Ganhou o Campeonato? Pois, talvez. Eu acho que não foi ele, mas tudo bem. Nunca contestei nem a sua pessoa, nem a sua vontade, seriedade ou portismo: apenas a sua competência para, pelo menos desde já, estar à altura de uma equipa com as responsabilidades do FC Porto. E que ninguém tenha ilusões: 90 por cento dos adeptos do FC Porto, conhecidos ou desconhecidos e mesmo aqueles que não se decidem publicamente até verem o que decide Pinto da Costa, concordam com a minha análise. E também Pinto da Costa o sabe. Nós sabemos que ele sabe e ele sabe que nós sabemos. Acontece apenas que, ao contrário do que insinuou o João Gabriel, eu não faço cerimónia em dizê-lo.

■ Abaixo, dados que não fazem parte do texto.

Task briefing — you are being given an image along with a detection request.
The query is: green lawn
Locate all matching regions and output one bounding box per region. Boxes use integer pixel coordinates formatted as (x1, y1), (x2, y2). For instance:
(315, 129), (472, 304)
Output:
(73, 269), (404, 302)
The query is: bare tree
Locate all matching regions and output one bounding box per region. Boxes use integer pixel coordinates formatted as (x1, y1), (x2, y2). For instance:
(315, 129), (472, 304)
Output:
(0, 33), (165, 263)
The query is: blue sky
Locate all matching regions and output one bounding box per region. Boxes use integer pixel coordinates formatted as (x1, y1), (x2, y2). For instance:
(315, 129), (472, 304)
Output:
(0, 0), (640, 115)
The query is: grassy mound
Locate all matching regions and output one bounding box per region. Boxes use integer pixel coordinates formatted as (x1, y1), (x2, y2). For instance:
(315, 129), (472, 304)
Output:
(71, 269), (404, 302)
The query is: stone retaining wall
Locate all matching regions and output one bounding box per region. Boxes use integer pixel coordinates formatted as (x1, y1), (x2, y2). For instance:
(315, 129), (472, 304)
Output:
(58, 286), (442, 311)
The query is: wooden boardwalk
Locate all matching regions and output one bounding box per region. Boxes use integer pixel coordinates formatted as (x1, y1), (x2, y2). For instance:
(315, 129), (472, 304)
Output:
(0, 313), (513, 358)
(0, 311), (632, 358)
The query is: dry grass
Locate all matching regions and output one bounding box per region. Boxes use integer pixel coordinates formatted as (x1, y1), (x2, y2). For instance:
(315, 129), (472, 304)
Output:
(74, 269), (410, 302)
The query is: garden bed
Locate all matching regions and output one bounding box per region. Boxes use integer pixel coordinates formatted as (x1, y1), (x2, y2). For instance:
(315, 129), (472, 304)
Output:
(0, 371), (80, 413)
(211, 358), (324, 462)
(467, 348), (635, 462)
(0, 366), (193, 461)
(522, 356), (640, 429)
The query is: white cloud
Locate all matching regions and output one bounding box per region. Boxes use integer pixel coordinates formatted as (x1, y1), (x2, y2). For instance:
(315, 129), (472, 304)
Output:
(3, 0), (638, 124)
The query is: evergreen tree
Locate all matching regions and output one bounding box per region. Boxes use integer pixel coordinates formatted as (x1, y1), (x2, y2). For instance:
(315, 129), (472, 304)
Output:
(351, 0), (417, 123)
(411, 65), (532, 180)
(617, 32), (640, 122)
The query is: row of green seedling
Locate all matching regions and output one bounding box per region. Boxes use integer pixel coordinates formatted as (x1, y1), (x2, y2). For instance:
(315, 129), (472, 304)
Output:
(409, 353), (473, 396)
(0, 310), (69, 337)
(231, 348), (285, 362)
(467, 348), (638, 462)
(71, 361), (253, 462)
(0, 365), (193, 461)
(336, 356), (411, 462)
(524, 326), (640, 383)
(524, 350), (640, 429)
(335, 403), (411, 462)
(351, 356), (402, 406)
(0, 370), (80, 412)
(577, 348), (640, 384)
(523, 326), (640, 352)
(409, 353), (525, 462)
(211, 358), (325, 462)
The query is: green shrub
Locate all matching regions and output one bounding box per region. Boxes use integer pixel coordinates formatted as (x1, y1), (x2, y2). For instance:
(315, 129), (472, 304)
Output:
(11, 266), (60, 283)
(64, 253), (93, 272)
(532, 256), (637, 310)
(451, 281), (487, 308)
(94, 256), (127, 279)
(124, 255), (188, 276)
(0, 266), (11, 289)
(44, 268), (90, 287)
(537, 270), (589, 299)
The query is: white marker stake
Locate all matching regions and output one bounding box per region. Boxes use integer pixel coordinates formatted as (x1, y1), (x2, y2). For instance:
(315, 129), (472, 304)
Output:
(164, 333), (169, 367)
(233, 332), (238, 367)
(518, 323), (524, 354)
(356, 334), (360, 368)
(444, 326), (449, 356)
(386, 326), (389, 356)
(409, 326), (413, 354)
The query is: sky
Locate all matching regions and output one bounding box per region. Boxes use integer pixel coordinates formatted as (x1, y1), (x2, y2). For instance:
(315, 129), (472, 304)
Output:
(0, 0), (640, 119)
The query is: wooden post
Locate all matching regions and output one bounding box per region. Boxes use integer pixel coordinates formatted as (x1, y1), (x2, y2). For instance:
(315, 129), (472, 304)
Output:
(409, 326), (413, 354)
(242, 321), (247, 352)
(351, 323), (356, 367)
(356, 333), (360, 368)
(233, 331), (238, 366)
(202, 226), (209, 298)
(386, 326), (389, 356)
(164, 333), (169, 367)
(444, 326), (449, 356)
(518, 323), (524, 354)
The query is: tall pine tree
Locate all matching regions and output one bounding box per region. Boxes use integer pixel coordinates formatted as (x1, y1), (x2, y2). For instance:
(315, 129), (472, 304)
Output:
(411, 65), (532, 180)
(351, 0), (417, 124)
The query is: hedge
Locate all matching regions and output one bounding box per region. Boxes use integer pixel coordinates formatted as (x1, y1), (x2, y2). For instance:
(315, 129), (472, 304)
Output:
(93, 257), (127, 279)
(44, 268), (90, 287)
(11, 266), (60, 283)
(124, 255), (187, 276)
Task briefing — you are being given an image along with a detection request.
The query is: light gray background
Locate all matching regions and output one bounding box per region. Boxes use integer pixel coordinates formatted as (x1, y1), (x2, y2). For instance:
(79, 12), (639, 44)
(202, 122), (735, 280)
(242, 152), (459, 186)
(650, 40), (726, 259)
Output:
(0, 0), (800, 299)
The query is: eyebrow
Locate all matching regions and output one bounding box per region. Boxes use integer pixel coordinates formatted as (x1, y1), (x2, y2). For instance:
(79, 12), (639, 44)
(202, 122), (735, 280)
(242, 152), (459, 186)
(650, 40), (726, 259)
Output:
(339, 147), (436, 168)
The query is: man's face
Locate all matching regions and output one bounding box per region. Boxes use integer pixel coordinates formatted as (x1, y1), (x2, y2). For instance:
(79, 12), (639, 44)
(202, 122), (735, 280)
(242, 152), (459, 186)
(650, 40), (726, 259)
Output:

3- 0 Sporting tem razão em queixar-se do primeiro amarelo que Pedro Proença deu a Onyewu (o segundo foi incontestável). Já não concordo que se discorde do vermelho directo a Polga, porque cortou em falta uma jogada de golo mais do que iminente. Detesto ver equipas desfalcadas, mas a verdade é que o critério de Proença, sendo exagerado, foi igual para ambos os lados, desde o princípio: o pior dos exageros até foi o absurdo amarelo a Moutinho. E se os jogadores do FC Porto amarelados se cuidaram (e Vítor Pereira também, retirando dois deles), os do Sporting não tiveram o mesmo cuidado. No resto e num jogo sem qualquer interesse, o Sporting nunca mostrou coragem e capacidade para lutar pelos milhões da Champions: uma só oportunidade de golo, num remate à trave tão fortuito como quase feliz, é pouco para quem tinha a obrigação de acarretar com as despesas do ataque e nunca o fez.
4- Este João Bartolomeu ultrapassou todos os limites da decência e do decoro. Então agora, são os jogadores, a quem ele não paga há três, quatro, cinco meses, que vão ver os seus bens penhorados para indemnizar a União de Leiria pelo espectáculo degradante do seu estertor final — promovido e consumado por esse dirigente de futebol, que está demissionário para fugir às responsabilidades e no activo para queimar os últimos cartuchos da sua infeliz notoriedade? Os rapazes que não se intimidem: de direito, o sr. Bartolomeu não percebe nada e do resto também não.
E venham de lá, então, mais dois clubes para a primeira Liga, se calhar presididos por outros tristes personagens e apadrinhados pelo seu protector da Liga para transformar o nosso Campeonato na anedota pública da Europa do futebol!